Il résulte de ce qui précède que le recours doit être rejeté
et la décision entreprise confirmée.
Vu l'issue du recours, l’émolument judiciaire sera
mis à charge des recourantes.
Dispositif
Par ces motifs
le Tribunal administratif
arrête:
I.
Le recours est rejeté.
II.
La décision de l’OCMP du 14 novembre 2006 est confirmée.
III.
L’émolument de recours, arrêté à 500 (cinq cents) francs,
est mis à charge des recourantes.
Lausanne, le 20 mars 2007
Le président: Le
greffier:
Le présent arrêt est communiqué aux destinataires de
l'avis d'envoi ci-joint
Il peut faire l'objet, dans les trente jours suivant sa
notification, d'un recours au Tribunal fédéral.
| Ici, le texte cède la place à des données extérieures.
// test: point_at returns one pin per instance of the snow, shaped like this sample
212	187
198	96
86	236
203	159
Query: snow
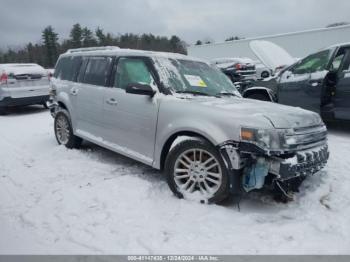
93	201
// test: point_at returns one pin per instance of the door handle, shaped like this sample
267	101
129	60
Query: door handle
111	101
74	92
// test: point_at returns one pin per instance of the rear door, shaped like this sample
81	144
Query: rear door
27	80
301	85
342	92
89	96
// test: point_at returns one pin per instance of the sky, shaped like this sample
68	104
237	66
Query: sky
22	21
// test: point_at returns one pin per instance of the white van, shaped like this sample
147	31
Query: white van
23	84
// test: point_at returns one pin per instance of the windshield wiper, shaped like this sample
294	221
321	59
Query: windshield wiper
225	94
193	93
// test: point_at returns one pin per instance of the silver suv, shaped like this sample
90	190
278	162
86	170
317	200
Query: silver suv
183	116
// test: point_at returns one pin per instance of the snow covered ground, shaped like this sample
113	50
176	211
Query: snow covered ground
93	201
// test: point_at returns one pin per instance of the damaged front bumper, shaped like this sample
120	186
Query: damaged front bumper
254	165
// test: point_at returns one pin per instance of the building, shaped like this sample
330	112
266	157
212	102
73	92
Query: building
298	44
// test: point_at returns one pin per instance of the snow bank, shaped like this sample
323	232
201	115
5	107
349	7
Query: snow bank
92	201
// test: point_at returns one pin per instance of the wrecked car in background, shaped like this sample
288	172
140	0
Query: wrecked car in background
185	117
240	70
319	82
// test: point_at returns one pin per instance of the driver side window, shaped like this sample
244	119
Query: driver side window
313	63
132	70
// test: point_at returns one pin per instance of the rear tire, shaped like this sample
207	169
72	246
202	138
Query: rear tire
259	96
64	131
190	176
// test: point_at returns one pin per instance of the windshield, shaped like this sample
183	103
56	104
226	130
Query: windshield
187	76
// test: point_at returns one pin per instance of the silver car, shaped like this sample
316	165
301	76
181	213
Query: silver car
23	84
183	116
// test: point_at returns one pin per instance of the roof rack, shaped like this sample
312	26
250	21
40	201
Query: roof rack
88	49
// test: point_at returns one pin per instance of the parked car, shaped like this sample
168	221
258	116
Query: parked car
185	117
319	82
22	84
241	71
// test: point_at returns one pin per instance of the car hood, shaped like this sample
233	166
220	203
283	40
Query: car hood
279	116
272	55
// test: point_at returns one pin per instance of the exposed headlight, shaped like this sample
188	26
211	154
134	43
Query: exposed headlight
270	139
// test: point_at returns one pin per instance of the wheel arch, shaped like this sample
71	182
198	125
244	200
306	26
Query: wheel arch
168	143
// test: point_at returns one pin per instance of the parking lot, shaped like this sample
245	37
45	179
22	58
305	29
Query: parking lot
94	201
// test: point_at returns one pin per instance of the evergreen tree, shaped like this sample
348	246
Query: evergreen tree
50	39
88	38
76	36
101	37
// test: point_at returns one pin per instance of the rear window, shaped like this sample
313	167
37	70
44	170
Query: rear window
67	68
97	71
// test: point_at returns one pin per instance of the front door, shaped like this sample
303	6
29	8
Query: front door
342	92
89	92
130	120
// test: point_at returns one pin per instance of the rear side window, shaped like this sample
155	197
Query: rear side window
97	71
68	68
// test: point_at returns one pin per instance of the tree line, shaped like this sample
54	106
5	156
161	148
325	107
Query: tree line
47	52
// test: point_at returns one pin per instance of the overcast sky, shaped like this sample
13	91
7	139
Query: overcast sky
22	21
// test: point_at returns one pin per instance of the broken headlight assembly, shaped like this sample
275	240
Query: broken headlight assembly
267	139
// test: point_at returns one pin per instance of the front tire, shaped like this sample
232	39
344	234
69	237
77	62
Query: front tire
64	131
195	170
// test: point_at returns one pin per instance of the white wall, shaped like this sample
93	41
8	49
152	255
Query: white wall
298	44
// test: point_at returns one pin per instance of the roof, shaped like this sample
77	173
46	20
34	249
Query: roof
274	35
114	50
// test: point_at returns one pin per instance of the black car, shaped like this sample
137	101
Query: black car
320	82
241	71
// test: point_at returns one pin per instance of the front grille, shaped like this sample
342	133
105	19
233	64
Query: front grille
304	163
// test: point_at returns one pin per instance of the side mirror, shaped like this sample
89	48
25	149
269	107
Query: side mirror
140	89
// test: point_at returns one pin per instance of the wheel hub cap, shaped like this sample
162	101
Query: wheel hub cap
197	170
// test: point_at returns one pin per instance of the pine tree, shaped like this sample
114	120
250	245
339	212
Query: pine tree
76	36
88	38
50	39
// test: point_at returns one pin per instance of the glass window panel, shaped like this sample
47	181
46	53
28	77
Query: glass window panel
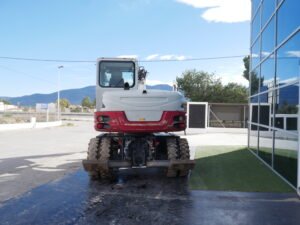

Le recours en matière de droit
public s'exerce aux conditions des articles 82 ss de la loi du 17 juin 2005 sur
le Tribunal fédéral (LTF - RS 173.110), le recours constitutionnel subsidiaire
à celles des articles 113 ss LTF. Le mémoire de recours doit être rédigé dans
une langue officielle, indiquer les conclusions, les motifs et les moyens de
preuve, et être signé. Les motifs doivent exposer succinctement en quoi l’acte
attaqué viole le droit. Les pièces invoquées comme moyens de preuve doivent
être jointes au mémoire, pour autant qu’elles soient en mains de la partie; il
en va de même de la décision attaquée.